Een relatief warme start van de winter heeft ervoor gezorgd dat graangewassen bijna niet zijn afgehard. Begin december daalde de temperaturen lokaal wel fors, waardoor soms al wat vorstschade is opgetreden. Dat meldt het JRC in hun nieuwste MARS-bulletin.

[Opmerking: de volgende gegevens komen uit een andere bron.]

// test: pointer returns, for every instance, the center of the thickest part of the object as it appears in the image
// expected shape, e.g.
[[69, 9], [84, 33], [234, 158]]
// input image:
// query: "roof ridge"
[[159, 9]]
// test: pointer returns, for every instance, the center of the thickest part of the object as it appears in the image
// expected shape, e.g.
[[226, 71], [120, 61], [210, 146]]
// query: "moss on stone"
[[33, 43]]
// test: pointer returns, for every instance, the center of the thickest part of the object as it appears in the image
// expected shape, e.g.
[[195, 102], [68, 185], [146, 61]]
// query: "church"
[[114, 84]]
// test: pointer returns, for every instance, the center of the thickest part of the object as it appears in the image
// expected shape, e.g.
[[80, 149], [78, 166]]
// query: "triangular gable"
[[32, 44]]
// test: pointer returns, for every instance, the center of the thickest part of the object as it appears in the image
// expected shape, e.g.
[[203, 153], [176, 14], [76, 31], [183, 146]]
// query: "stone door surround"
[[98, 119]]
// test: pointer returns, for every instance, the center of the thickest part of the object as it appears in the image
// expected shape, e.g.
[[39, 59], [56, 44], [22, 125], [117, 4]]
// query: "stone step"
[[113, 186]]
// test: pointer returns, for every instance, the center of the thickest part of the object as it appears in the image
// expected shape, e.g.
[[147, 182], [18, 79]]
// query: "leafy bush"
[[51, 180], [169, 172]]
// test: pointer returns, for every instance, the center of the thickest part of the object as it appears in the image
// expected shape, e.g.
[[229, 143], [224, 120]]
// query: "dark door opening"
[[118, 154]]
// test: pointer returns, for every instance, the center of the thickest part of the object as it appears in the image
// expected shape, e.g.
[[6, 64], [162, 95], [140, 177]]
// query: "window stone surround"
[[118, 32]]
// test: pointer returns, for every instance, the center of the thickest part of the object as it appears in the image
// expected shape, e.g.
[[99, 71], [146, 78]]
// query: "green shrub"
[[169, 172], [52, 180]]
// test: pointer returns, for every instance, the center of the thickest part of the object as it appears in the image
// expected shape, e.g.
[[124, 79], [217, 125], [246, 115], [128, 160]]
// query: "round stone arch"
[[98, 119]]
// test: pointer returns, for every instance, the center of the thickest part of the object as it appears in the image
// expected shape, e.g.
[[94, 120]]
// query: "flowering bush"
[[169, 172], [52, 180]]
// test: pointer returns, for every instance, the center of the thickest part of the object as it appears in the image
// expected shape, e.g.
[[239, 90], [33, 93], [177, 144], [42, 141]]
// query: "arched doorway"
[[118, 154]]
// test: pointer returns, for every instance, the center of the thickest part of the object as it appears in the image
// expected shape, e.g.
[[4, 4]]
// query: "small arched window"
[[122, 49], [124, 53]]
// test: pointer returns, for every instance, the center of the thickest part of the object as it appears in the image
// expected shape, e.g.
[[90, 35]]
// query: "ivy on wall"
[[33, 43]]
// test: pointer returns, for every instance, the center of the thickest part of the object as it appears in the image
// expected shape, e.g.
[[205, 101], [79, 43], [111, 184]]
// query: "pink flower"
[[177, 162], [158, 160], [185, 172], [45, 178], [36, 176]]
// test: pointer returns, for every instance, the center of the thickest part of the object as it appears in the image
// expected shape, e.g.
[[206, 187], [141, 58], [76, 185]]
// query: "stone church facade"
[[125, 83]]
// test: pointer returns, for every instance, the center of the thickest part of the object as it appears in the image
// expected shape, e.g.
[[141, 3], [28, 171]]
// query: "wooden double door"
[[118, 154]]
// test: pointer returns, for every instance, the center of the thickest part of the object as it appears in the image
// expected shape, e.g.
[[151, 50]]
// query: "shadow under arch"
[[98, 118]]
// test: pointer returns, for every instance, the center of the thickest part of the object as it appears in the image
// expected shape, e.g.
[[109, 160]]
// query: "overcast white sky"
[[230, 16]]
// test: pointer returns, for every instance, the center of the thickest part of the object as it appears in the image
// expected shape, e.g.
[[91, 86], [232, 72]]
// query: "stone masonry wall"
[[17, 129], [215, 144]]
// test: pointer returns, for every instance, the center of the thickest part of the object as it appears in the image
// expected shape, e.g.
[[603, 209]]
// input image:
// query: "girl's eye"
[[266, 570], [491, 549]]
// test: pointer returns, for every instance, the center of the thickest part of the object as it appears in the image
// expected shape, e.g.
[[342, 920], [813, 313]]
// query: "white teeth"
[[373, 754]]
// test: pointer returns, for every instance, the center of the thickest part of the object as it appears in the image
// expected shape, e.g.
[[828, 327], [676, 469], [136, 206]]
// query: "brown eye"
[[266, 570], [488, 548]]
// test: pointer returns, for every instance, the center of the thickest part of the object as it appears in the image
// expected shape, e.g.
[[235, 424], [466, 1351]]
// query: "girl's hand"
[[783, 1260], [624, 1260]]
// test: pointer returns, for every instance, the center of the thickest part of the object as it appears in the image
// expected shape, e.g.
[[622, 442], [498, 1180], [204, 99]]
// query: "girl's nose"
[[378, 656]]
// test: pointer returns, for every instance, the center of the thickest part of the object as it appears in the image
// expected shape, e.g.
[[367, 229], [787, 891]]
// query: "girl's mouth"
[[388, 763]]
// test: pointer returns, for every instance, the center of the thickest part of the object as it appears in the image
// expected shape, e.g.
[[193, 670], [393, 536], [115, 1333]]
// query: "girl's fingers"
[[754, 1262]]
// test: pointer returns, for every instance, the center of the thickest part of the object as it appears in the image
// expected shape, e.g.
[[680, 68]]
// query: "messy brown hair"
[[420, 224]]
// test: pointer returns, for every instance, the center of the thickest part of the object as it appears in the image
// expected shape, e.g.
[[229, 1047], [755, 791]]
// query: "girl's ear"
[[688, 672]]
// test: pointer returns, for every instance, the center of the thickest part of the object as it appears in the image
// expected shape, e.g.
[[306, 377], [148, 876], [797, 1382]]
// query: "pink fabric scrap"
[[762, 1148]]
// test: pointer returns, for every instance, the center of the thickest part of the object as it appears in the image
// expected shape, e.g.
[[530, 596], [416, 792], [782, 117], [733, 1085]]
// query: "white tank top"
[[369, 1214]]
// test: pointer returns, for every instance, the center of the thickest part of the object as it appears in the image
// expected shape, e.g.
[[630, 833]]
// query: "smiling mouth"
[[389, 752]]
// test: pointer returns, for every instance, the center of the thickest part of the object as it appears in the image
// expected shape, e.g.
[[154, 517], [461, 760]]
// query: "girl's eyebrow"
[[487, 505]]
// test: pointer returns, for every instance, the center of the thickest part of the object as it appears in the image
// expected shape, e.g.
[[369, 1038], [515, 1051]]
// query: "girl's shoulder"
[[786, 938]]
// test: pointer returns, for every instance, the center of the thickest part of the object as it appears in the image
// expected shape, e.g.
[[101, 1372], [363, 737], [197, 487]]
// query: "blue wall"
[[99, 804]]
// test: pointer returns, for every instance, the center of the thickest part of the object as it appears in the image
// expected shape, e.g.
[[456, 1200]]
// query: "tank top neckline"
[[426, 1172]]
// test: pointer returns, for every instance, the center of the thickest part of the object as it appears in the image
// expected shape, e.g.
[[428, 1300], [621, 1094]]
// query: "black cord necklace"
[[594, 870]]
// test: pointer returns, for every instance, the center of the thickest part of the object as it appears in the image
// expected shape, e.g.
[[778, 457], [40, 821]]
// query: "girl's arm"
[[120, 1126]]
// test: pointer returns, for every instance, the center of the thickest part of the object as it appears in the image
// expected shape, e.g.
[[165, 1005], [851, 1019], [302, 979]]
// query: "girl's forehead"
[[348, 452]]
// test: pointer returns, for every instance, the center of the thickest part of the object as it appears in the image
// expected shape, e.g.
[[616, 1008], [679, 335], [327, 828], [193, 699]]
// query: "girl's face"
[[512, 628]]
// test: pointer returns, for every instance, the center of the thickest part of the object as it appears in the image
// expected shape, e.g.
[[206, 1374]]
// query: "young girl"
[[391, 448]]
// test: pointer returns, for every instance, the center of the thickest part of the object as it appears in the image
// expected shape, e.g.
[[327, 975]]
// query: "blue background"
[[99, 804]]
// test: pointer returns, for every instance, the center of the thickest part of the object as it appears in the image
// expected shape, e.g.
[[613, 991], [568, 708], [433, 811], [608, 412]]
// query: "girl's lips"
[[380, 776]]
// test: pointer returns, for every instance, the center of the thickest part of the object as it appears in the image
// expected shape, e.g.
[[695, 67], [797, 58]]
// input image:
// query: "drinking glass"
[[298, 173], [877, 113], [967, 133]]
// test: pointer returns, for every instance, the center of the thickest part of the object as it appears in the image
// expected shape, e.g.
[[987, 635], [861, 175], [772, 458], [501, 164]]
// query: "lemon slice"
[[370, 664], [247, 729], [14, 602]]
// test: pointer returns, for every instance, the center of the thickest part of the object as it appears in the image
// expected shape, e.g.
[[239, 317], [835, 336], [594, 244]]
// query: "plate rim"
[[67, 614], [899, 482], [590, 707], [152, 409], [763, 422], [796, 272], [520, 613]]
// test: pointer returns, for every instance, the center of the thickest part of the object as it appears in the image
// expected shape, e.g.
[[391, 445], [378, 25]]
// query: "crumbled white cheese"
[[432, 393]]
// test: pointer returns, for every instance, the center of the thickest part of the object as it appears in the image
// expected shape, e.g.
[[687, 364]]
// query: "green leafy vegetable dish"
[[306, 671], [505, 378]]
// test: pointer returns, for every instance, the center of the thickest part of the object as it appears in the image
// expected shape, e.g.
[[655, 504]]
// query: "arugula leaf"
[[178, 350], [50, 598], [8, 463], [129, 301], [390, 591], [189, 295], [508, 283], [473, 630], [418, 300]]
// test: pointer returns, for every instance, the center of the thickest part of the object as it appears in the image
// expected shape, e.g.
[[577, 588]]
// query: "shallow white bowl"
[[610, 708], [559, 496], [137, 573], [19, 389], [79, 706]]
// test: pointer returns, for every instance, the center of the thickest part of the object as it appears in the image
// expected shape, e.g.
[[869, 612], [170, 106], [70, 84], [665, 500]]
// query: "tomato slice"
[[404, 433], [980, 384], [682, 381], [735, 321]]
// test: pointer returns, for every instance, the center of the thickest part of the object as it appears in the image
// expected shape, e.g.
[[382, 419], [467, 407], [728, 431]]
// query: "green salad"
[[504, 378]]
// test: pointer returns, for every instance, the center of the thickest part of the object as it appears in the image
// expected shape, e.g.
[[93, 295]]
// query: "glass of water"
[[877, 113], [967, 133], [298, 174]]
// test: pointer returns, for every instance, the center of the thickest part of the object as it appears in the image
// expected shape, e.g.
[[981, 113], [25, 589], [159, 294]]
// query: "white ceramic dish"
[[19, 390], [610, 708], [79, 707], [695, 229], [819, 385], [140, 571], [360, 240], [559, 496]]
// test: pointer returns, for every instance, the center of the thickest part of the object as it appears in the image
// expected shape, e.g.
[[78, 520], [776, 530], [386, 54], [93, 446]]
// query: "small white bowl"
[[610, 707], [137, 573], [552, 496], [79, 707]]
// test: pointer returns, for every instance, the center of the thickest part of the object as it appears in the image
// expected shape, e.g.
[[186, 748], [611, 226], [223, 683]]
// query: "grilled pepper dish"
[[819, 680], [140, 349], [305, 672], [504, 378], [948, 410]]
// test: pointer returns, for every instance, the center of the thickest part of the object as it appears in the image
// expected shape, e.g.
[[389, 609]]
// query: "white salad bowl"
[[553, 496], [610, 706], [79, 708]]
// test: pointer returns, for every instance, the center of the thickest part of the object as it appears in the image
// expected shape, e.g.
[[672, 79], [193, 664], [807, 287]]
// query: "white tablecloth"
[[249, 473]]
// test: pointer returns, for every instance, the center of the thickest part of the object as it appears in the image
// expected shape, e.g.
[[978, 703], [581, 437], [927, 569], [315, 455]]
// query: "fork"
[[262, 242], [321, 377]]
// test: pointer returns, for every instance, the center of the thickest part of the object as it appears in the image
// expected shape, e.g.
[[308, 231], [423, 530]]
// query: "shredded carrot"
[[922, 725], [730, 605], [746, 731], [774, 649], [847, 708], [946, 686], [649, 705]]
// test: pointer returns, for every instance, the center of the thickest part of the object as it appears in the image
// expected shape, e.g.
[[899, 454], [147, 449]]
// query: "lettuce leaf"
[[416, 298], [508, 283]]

Vooral de Baltische staten hadden in november met relatief warm weer te maken. De gemiddelde temperatuur was de op 1 na hoogste ooit gemeten. In Centraal- en Oost-Europa blijft het ook droger dan gemiddeld, terwijl in West-Europa de neerslag flink is aangevuld. In Spanje en Italië is sprake van een neerslagoverschot.
Zaaien afgerond
Het milde weer heeft ervoor gezorgd dat in Oost-Europa de laatste percelen graan gezaaid konden worden. De omstandigheden daarvoor waren lang niet altijd ideaal. Door het late zaaimoment zijn deze gewassen onderontwikkeld. Sowieso is er zorg over de stand van de graangewassen. Door de hoge temperaturen zijn ze niet afgehard voor komende winter. In het noorden van Roemenië daalde de temperatuur eind november en begin december al flink, waardoor daar lokaal vorstschade te vinden is. Ook in de Volga-regio van Rusland is vorstschade te ontdekken. Het kwam daar tot temperaturen van -15 tot -20 graden Celsius.
In de meeste Oost-Europa landen is sprake van onderontwikkelde graangewassen die niet voldoende zijn afgehard en die een zwak wortelgestel hebben. Vooral door veel regenval sinds begin oktober. Hierdoor is er laat gezaaid en de groei belemmerd. Graangewassen zijn veel later aan hun rustperiode voor de winter begonnen. In Rusland en Oekraïne zijn de gewassen – ondanks aanhoudende droogte – verder ontwikkeld.
Temperatuur blijft bovengemiddeld
Naar verwachting neemt de vorsttolerantie in Oost-Europa in december verder toe. Verder naar het zuiden gaat dat trager, omdat het wam blijft voor de tijd van het jaar. In Centraal- en West-Europa wordt geen verandering verwacht gezien de weersverwachtingen. Tot en met februari voorziet het JRC een warmer dan gemiddeld weertype.